Face à la maladie alcoolique largement sous-diagnostiquée et sous-traitée, quel est le rôle du médecin généraliste ? Pour le Pr François Paille, le premier rôle du MG est « de repérer des situations, des signes évoquant un trouble de l’usage d’alcool, pas nécessairement spécifiques, mais qui peuvent alerter, sachant que le patient vient en général consulter pour un autre motif. L’objectif est d’engager le dialogue, d’aborder le sujet alcool avec le patient, sans le culpabiliser ».
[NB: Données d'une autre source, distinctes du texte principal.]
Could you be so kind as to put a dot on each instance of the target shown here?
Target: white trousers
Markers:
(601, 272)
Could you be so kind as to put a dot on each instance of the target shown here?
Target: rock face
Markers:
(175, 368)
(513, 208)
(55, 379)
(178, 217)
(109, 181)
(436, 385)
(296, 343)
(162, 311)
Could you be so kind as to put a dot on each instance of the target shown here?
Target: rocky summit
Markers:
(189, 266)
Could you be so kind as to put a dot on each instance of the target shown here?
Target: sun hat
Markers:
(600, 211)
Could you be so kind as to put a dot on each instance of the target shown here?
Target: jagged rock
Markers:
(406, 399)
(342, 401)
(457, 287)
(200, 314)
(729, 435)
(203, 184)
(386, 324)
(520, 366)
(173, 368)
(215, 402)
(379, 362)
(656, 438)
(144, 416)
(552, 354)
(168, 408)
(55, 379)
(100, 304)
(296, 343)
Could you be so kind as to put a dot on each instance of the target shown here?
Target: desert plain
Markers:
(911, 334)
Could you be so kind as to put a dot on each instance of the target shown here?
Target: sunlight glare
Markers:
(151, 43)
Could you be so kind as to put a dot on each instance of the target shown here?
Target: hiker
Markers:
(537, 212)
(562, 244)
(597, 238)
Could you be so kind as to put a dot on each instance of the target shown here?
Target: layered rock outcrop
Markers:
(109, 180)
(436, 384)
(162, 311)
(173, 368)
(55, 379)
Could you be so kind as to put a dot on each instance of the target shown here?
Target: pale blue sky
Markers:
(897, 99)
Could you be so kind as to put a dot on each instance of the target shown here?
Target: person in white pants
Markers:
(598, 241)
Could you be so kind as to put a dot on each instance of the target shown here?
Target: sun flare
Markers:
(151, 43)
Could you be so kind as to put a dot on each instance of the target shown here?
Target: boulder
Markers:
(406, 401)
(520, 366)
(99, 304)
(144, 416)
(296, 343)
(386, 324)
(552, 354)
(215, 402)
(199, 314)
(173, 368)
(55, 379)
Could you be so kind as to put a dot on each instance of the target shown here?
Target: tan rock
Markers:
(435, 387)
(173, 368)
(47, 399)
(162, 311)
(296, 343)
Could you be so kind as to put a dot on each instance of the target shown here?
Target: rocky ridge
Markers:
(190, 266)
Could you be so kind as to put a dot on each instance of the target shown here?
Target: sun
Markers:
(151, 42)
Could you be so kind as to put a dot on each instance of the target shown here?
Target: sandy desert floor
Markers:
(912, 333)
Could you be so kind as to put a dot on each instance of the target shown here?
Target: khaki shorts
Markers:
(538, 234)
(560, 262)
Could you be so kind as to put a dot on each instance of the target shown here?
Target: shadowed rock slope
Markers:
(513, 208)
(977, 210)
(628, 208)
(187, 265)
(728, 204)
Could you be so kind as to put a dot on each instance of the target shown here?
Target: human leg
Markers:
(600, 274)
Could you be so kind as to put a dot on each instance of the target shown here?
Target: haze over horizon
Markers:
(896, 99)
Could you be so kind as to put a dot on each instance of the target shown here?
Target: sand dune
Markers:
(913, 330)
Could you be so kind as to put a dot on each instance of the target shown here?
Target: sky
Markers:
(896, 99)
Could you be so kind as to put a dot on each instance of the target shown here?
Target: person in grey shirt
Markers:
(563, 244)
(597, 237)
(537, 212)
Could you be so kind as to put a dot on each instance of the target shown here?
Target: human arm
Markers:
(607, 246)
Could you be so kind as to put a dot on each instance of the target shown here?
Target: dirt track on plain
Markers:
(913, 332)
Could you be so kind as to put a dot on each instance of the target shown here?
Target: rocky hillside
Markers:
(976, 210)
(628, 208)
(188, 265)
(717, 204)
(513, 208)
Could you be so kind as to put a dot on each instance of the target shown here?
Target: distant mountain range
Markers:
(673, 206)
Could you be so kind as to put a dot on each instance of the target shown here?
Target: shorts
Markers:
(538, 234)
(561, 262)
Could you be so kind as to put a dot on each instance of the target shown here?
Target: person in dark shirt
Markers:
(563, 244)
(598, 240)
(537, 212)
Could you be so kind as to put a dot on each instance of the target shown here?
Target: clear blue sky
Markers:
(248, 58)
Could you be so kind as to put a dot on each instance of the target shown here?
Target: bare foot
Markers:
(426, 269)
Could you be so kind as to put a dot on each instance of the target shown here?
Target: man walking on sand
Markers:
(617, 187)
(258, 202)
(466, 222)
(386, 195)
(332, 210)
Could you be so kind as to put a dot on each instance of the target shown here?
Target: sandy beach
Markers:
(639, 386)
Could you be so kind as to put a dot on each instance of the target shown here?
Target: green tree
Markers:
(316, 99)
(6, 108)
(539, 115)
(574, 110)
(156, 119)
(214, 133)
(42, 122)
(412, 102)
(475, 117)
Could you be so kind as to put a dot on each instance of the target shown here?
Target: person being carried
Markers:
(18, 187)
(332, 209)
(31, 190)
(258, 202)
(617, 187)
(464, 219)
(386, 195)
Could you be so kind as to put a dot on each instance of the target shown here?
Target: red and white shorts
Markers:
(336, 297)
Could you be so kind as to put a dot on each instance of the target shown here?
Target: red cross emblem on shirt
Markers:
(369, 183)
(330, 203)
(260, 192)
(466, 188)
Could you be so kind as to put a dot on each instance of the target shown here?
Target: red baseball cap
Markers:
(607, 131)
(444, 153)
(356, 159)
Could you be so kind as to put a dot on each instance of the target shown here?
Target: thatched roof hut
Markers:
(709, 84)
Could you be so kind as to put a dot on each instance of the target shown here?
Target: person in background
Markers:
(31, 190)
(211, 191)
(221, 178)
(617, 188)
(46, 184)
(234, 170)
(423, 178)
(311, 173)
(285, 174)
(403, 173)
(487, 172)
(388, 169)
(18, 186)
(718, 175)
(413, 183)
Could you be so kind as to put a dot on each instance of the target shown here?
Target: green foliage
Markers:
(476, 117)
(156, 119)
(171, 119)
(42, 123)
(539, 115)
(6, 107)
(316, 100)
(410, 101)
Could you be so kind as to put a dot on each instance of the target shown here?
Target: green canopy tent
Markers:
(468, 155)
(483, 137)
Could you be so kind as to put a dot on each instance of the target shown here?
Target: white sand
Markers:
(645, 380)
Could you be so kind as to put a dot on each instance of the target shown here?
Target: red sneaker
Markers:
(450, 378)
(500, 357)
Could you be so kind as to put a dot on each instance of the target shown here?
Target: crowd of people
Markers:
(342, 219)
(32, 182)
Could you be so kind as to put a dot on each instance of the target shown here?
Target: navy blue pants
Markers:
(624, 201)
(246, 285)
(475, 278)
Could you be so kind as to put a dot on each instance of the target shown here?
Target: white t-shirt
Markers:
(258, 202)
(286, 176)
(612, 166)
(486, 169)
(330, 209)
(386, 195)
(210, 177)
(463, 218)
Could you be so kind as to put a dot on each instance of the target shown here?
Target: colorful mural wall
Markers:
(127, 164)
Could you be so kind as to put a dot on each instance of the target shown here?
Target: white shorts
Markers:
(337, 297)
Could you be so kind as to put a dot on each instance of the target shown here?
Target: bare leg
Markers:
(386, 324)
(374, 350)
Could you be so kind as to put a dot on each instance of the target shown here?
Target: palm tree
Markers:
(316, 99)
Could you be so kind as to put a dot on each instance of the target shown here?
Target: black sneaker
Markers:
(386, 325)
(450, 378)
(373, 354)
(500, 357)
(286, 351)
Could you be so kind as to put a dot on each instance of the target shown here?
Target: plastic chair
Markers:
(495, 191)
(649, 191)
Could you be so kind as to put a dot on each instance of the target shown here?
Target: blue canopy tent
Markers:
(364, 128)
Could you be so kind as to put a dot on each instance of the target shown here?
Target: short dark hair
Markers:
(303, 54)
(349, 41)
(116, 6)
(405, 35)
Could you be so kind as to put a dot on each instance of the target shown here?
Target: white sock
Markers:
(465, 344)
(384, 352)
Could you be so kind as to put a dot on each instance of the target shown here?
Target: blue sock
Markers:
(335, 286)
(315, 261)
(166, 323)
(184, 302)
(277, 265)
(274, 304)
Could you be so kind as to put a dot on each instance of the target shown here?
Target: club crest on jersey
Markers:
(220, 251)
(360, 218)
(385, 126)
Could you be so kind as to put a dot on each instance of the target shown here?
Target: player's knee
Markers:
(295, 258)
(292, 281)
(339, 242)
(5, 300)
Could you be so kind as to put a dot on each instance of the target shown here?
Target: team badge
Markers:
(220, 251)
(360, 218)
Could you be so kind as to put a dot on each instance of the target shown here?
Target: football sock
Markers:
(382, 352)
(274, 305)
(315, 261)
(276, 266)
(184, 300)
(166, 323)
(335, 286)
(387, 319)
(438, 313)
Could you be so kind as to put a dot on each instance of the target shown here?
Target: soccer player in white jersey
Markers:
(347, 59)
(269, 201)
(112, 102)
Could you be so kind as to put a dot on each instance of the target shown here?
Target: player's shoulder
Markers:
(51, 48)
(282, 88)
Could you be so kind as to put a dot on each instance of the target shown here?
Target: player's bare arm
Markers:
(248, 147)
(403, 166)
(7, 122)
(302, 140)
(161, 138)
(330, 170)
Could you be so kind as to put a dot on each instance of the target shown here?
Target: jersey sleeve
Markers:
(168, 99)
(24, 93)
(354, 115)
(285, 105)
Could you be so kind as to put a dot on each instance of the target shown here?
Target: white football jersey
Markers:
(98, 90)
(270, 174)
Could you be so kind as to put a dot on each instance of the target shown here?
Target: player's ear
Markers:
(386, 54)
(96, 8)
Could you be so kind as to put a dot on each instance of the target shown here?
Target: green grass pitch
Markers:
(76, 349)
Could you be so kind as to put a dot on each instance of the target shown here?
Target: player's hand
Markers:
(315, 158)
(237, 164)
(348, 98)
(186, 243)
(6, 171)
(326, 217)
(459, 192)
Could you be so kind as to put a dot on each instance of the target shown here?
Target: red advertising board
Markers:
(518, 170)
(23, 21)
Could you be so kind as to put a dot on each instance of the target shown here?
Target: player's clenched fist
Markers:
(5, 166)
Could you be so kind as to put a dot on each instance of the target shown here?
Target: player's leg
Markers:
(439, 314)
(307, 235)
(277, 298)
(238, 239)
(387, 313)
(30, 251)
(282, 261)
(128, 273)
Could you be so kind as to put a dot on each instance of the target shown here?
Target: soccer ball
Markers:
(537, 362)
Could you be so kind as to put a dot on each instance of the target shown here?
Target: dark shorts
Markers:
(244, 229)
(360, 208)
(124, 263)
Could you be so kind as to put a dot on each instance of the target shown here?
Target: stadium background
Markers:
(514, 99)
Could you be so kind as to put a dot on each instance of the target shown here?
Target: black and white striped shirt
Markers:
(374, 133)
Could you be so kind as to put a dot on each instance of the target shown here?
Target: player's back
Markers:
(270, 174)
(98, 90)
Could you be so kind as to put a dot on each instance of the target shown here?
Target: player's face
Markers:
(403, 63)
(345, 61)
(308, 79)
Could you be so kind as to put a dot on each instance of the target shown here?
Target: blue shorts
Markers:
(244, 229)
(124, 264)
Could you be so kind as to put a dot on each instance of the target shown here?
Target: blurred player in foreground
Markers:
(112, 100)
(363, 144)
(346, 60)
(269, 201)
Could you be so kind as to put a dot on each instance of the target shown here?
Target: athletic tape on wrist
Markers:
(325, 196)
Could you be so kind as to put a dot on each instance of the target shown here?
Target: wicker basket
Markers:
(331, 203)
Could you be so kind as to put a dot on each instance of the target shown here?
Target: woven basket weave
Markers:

Ce repérage peut reposer sur des moments clés, par exemple lors d’un examen systématique régulier, lors de la survenue de dommages en lien possible avec l’alcool, d’une grossesse, de situations de vulnérabilité, de pathologies résistantes au traitement, de la prise de médicaments incompatibles avec l’alcool...
Penser à l’alcool devant tout changement biopsychosocial
En pratique, une grande vigilance s’impose lors de tout changement négatif sur le plan somatique, personnel, psychologique ou socioprofessionnel.
« Un outil simple de repérage (l’Audit-C) permet de savoir en trois questions si la personne est en situation de mésusage, voire d’évoquer une alcoolodépendance, explique le Pr Paolo Di Patrizio. L’Audit-C présente également l’intérêt de pouvoir être utilisé comme autoquestionnaire en invitant le patient à le remplir pour la prochaine consultation. »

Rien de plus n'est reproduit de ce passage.